We can now import pyopencl.

In [12]:
import pyopencl as cl

The following command lists the available OpenCL platforms.

In [13]:
for platform in cl.get_platforms():
    print(platform.name)

Apple


The only available platform is POCL. Let us now create a context. If only one platform is present this will be used automatically by the following command. Otherwise, the user needs to choose between the available platforms.

In [14]:
ctx = cl.create_some_context()

We can now check the available devices within the context.

In [15]:
for dev in ctx.devices:
    print(dev.name)

Intel(R) Core(TM) i5-5257U CPU @ 2.70GHz


It seems that Azure provides us with an Intel Xeon E5-2673 CPU, a pretty good compute environment. Let us check the number of available compute units.

In [16]:
dev = ctx.devices[0]
print(dev.max_compute_units)

4


There are two compute units available.

We want to send some commands to the device. For this we need a command queue.

In [17]:
queue = cl.CommandQueue(ctx)

We want to send two Numpy arrays to the device. We first define the arrays on the host.

In [18]:
import numpy as np

a_np = np.random.rand(50000).astype(np.float32)
b_np = np.random.rand(50000).astype(np.float32)

We note that both arrays use single precision floating point numbers. GPUs are usually much faster for single-precision computations.
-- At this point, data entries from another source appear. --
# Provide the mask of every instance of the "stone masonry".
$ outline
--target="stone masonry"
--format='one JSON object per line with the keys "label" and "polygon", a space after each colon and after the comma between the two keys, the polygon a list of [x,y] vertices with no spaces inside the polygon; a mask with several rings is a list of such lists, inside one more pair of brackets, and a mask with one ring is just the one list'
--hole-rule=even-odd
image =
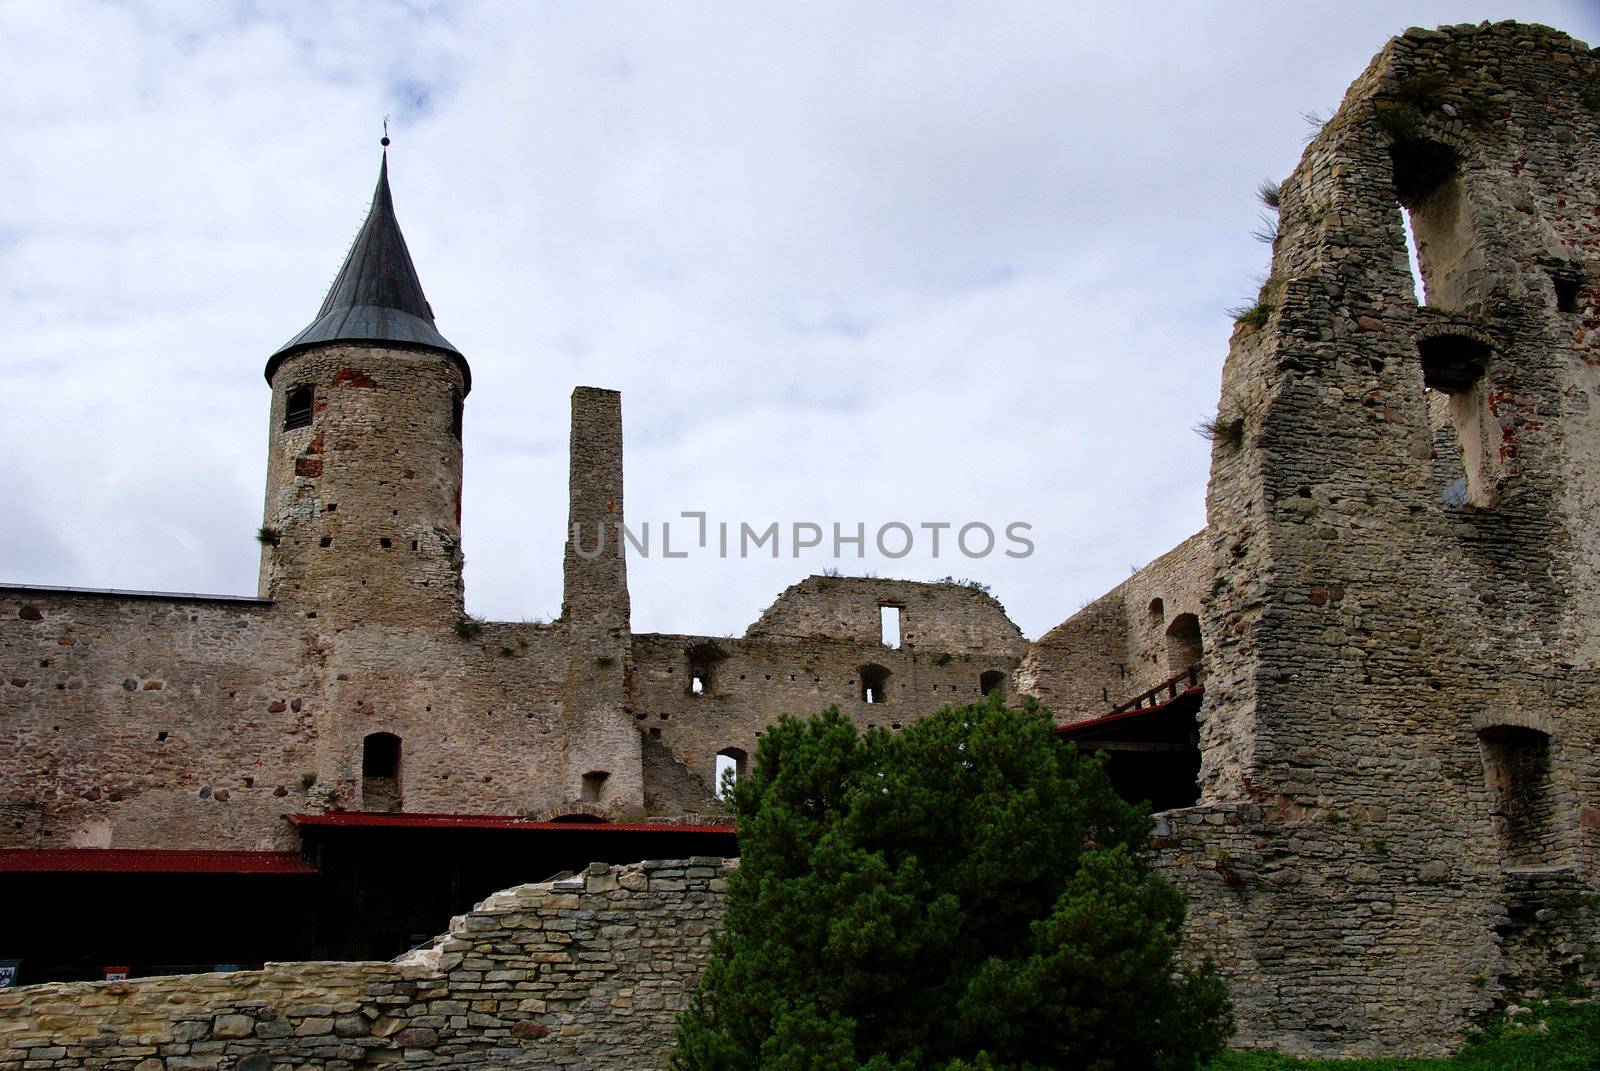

The difference is much less on CPUs.

We now create two memory buffers on the GPU that will hold the content of the Numpy arrays.

In [19]:
mf = cl.mem_flags
a_g = cl.Buffer(ctx, mf.READ_ONLY | mf.COPY_HOST_PTR, hostbuf=a_np)
b_g = cl.Buffer(ctx, mf.READ_ONLY | mf.COPY_HOST_PTR, hostbuf=b_np)

Note that there is no guarantee from OpenCL that a copy operation will already be performed in this step. However, it will be done once a kernel requires the corresponding buffers. Also, note that PyOpenCL automatically creates buffers that have the right size to hold the data contained in the Numpy arrays.
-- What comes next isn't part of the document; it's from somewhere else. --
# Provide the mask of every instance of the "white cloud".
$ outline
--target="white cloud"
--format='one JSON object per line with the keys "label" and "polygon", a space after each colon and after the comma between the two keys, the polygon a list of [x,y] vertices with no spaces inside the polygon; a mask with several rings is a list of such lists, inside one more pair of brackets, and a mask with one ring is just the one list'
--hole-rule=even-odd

The kernel is defined in the following string.

In [20]:
prg = cl.Program(ctx, """
__kernel void sum(
    __global const float *a_g, __global const float *b_g, __global float *res_g)
{
  int gid = get_global_id(0);
  res_g[gid] = a_g[gid] + b_g[gid];
}
""").build()

RuntimeError: clBuildProgram failed: BUILD_PROGRAM_FAILURE - clBuildProgram failed: BUILD_PROGRAM_FAILURE - clBuildProgram failed: BUILD_PROGRAM_FAILURE

Build on <pyopencl.Device 'Intel(R) Core(TM) i5-5257U CPU @ 2.70GHz' on 'Apple' at 0xffffffff>:


(options: -I /usr/local/bin/miniconda3/envs/myenv/lib/python3.7/site-packages/pyopencl/cl)
(source saved as /var/folders/yy/h6q54vk950b5dn390by88t_r0000gn/T/tmpliptei45.cl)

We still need a result buffer and a corresponding Numpy representation.

In [21]:
res_g = cl.Buffer(ctx, mf.WRITE_ONLY, a_np.nbytes)
res_np = np.empty_like(a_np)

We will now run the kernel in the queue and copy the result back. Here, we use the queue as a context manager, which automatically calls *finish* at the end to make sure that all commands have been completed.

In [22]:
with queue:
    prg.sum(queue, a_np.shape, None, a_g, b_g, res_g)
    cl.enqueue_copy(queue, res_np, res_g)
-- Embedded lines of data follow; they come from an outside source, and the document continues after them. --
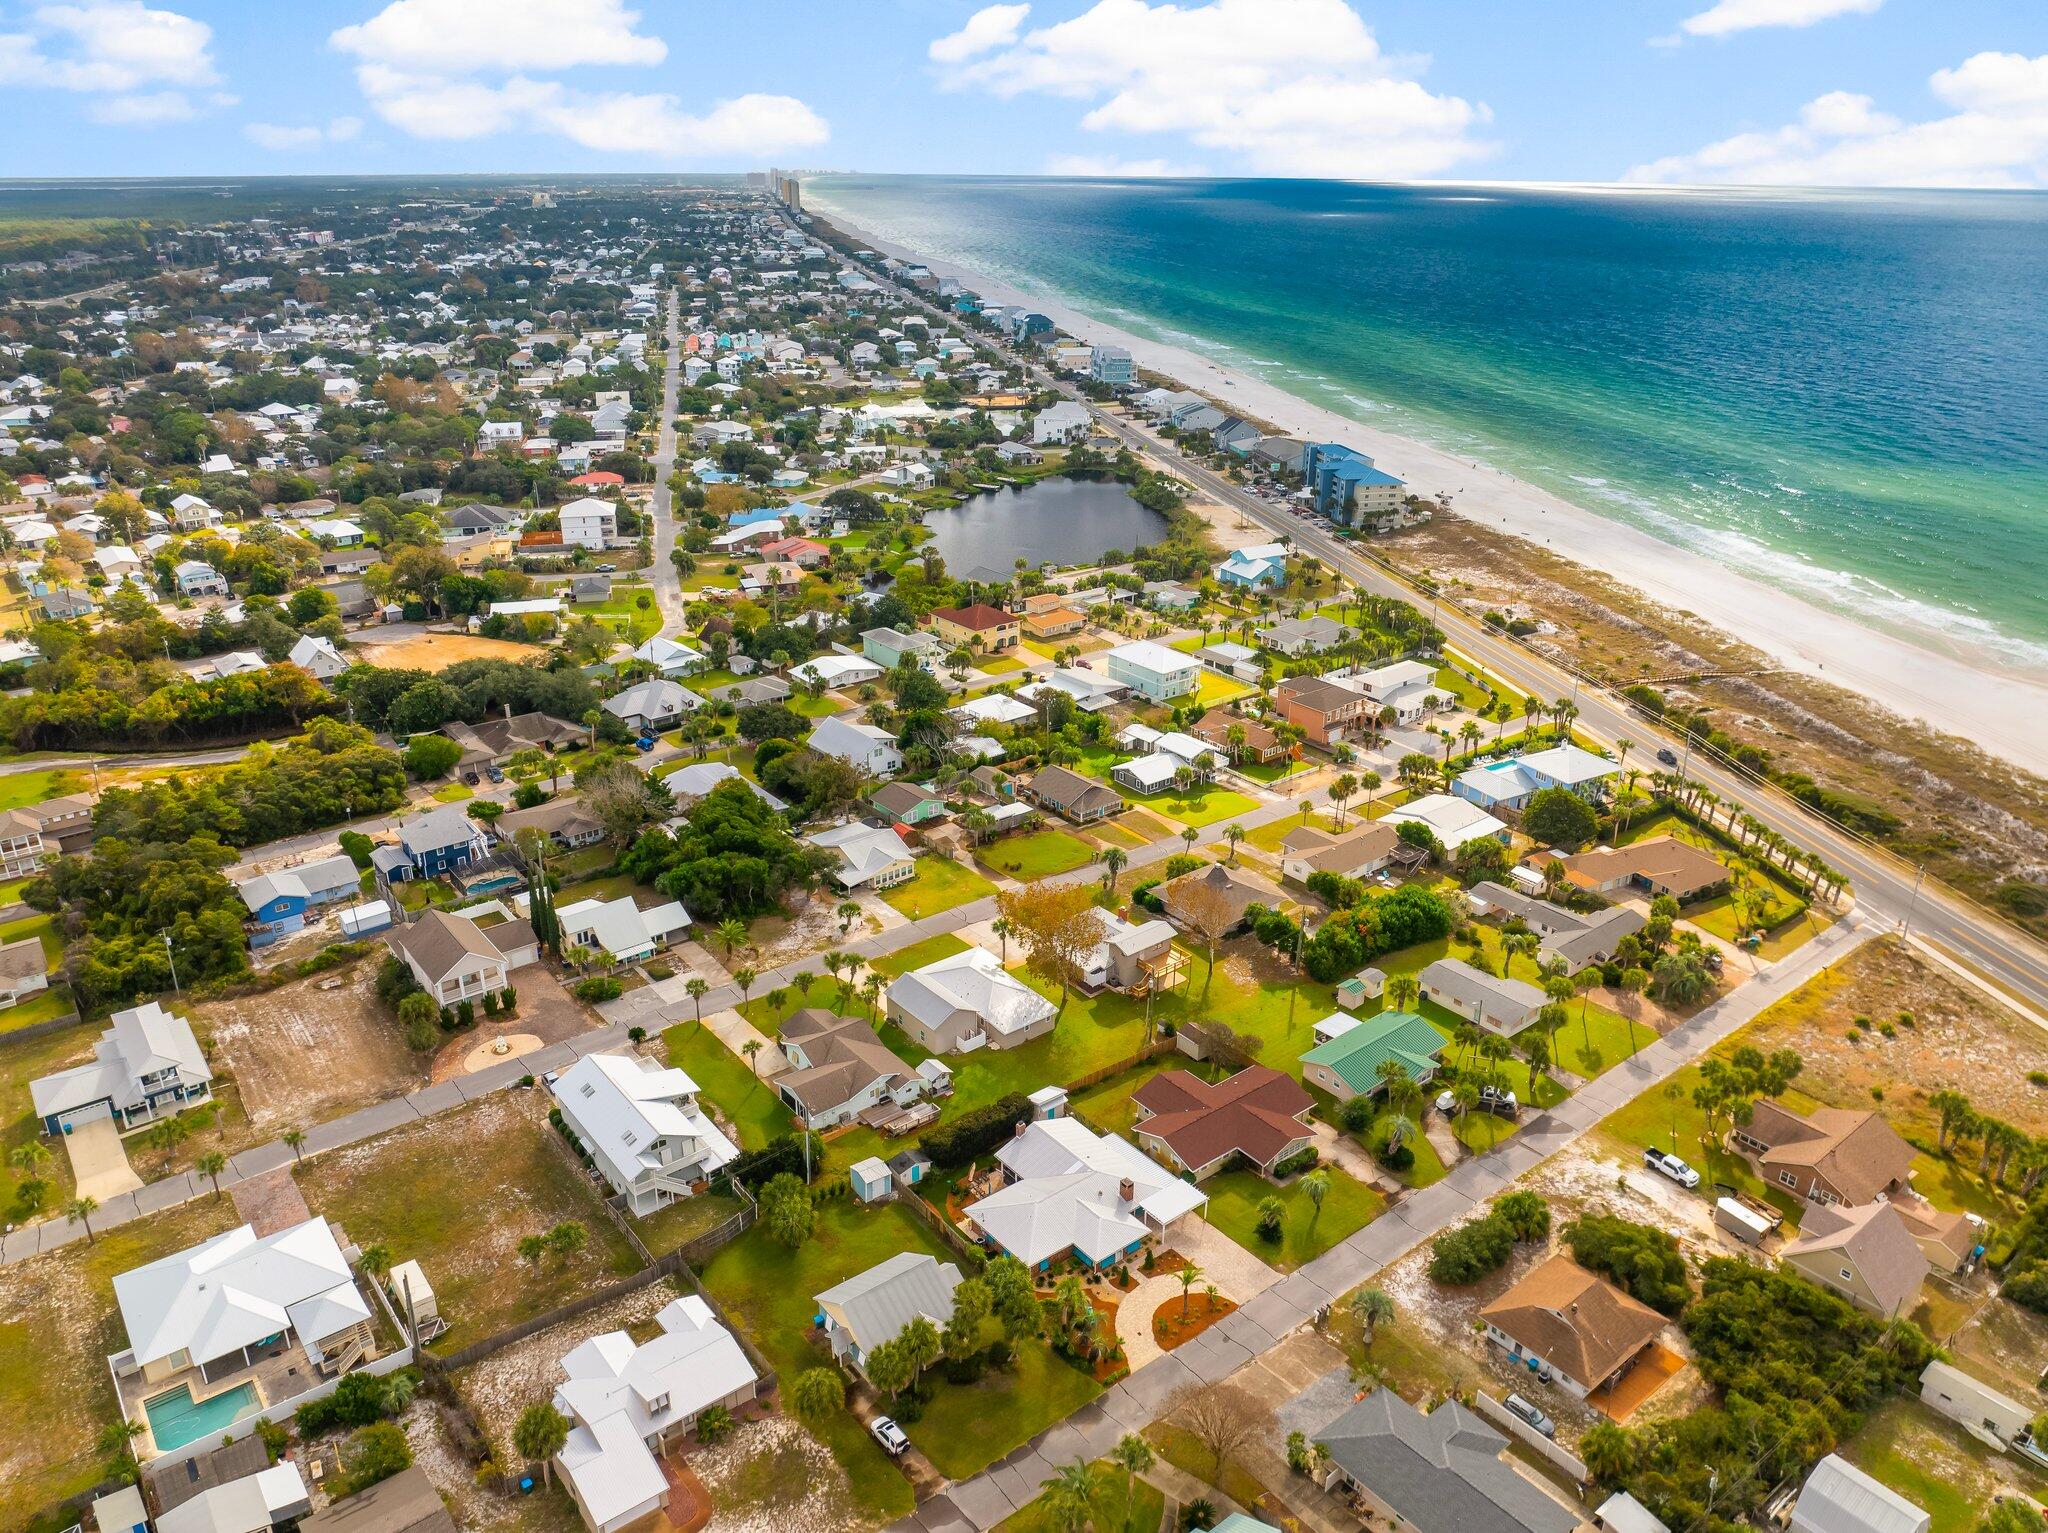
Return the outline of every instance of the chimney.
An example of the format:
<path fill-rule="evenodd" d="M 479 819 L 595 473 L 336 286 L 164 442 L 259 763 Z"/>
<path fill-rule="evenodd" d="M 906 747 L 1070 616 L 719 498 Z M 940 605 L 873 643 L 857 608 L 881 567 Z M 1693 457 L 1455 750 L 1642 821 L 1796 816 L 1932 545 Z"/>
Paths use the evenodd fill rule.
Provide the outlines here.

LogicError: when processing argument #1 (1-based): clSetKernelArg failed: INVALID_MEM_OBJECT

Finally, we create a buffer on the host and copy the result back so that we can read it.

That's it. We have run our first OpenCL example. While this was run on a CPU it will work on any OpenCL compliant device, including GPUs by all vendors, FPGAs, mobile processors, etc.